Political Science Society holds discussion about Temple’s proposed stadium

More than 25 students attended the discussion to voice their opinion about the proposed on-campus stadium.

Students gather in Anderson Hall to share their opinions about Temple's proposed on-campus football stadium at an event hosted by Temple's Political Science Society on March 28. LINDSAY BOWEN | THE TEMPLE NEWS

Temple’s Political Science Society hosted a one-hour discussion about the proposed on-campus stadium on Wednesday, with more than 25 students in attendance.

President of the Political Science Society and a senior economics major Taylor Taliaferro presented the details of the stadium and points of contention, and then posed questions to the entire group about how the stadium will affect the community and the university.

PSS is the only nonpartisan political organization on campus. It hosts weekly meetings for students to discuss local, national and international politics.

Since 2015, the university has received mixed reviews from community residents, students and faculty about its on-campus stadium proposal some of them vehemently opposing the proposal.

In early March, President Richard Englert held his first stadium town hall, which was cut short due to protester disruption. Englert was unable to get through his opening remarks.

Earlier this week, Dozie Ibeh, the associate vice president of Temple’s Project Delivery Group, and Bill Bergman, the vice president of public affairs, released additional details about the stadium that were supposed to be presented at Englert’s town hall.

Members from the three tickets running for 2018-19 Temple Student Government Executive Branch elections IgniteTU, UniteTU and VoiceTU also attended the PSS meeting on Wednesday. All three teams and the current TSG administration oppose the university’s stadium proposal.

Some students at Wednesday’s event said the stadium would help to improve the football program and save the university money.

Other students expressed their concerns regarding the surrounding community being gentrified and disturbing residents with partying, garbage and pollution, which are already major concerns for community residents.

“The efforts that are already in place for cleaning up the streets are very poor at best,” said Ben Griffin, a senior history major. “No one’s going to want to clean up after tailgates around campus, [Temple] is not going to be able to handle the amount of garbage that’s going to be dumped on the streets.”

“Temple students bring party culture that is disrupting to the community members, and a lot of excess waste and trash,” said Nathalie Bessette, a sophomore political science major. “Honestly, we’ve all been out on a Saturday and realized how disruptive people can be, and there are families that live here.”

In the newly released plans, the university highlighted “game-day fun zones” where students will be able to tailgate and gather before football games that are all on Main Campus. Some students at the event said they think this will only further disrupt the surrounding community.

Tabby Miller, a statistical science and data analytics major, said building the stadium will save the university money because it will no longer be renting out Lincoln Financial Field — something President Richard Englert said last year would save the university $2 to $3 million annually.

“Whether or not if you agree with if its morally right with the community, the reason that Temple is [building the stadium] is because it’s a good financial decision,” Miller said.

Several students agreed that the community should be included in the conversation, and the university should be doing more to invest in the community.

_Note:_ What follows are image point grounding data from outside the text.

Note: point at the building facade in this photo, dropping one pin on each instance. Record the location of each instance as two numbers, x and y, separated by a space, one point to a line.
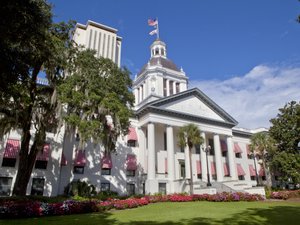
148 159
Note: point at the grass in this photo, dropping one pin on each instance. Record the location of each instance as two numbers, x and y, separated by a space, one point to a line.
202 213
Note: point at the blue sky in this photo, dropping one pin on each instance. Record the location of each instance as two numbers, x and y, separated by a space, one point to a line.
245 55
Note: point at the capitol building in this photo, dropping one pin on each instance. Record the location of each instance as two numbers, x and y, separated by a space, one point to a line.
148 159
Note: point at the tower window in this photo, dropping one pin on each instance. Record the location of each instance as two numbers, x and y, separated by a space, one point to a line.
165 87
171 87
177 88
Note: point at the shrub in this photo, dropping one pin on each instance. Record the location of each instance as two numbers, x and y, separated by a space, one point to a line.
80 188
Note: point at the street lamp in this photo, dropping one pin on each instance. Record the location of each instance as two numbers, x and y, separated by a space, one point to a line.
207 150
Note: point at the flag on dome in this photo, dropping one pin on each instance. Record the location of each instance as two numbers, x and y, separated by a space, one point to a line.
152 22
153 32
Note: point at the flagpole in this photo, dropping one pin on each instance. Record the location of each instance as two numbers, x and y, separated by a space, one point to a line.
157 33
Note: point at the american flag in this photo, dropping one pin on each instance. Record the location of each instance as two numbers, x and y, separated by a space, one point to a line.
152 22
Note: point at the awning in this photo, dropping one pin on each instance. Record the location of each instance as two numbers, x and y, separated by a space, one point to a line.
131 162
63 161
240 170
106 162
252 171
198 163
80 159
213 168
223 146
248 150
262 172
12 149
132 136
226 169
44 155
237 148
166 165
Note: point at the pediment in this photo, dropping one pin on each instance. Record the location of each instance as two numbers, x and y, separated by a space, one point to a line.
192 103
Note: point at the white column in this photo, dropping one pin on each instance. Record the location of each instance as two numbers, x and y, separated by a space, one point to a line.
203 159
174 87
151 151
218 157
232 167
144 90
168 87
187 162
171 157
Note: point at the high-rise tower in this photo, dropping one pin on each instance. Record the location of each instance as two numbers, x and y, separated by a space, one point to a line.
103 39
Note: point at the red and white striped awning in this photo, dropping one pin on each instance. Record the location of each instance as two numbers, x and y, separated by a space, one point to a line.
226 170
166 165
252 170
240 170
262 172
106 162
237 148
132 136
223 146
12 149
80 159
44 155
198 163
213 168
131 162
63 161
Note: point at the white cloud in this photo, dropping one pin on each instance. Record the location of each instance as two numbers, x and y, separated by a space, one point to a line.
254 98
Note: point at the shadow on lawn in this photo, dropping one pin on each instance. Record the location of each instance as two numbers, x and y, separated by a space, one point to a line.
277 215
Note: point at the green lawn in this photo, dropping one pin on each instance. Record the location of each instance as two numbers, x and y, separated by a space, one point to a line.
203 213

Yasmine Hamou, a junior political science major, said the university is not prepared for the stadium because it does not have answers to the questions being asked by students and community members.

“The university needs to step up and have these conversations and learn how to really resolve this type of conflict, or find some middle ground and talk with the community because they don’t know how, and it’s crazy,” Hamou said.

Students also said city officials and the university need to make an effort to listen to community residents, like Sam Trilling, a journalism and political science major and the secretary for PSS.

“Including the community in the conversation is not the same as having the communities reflect the policy,” Trilling said. “You can include someone in the conversation, but at the end of the day [officials] can continue and not act on anything people are saying.”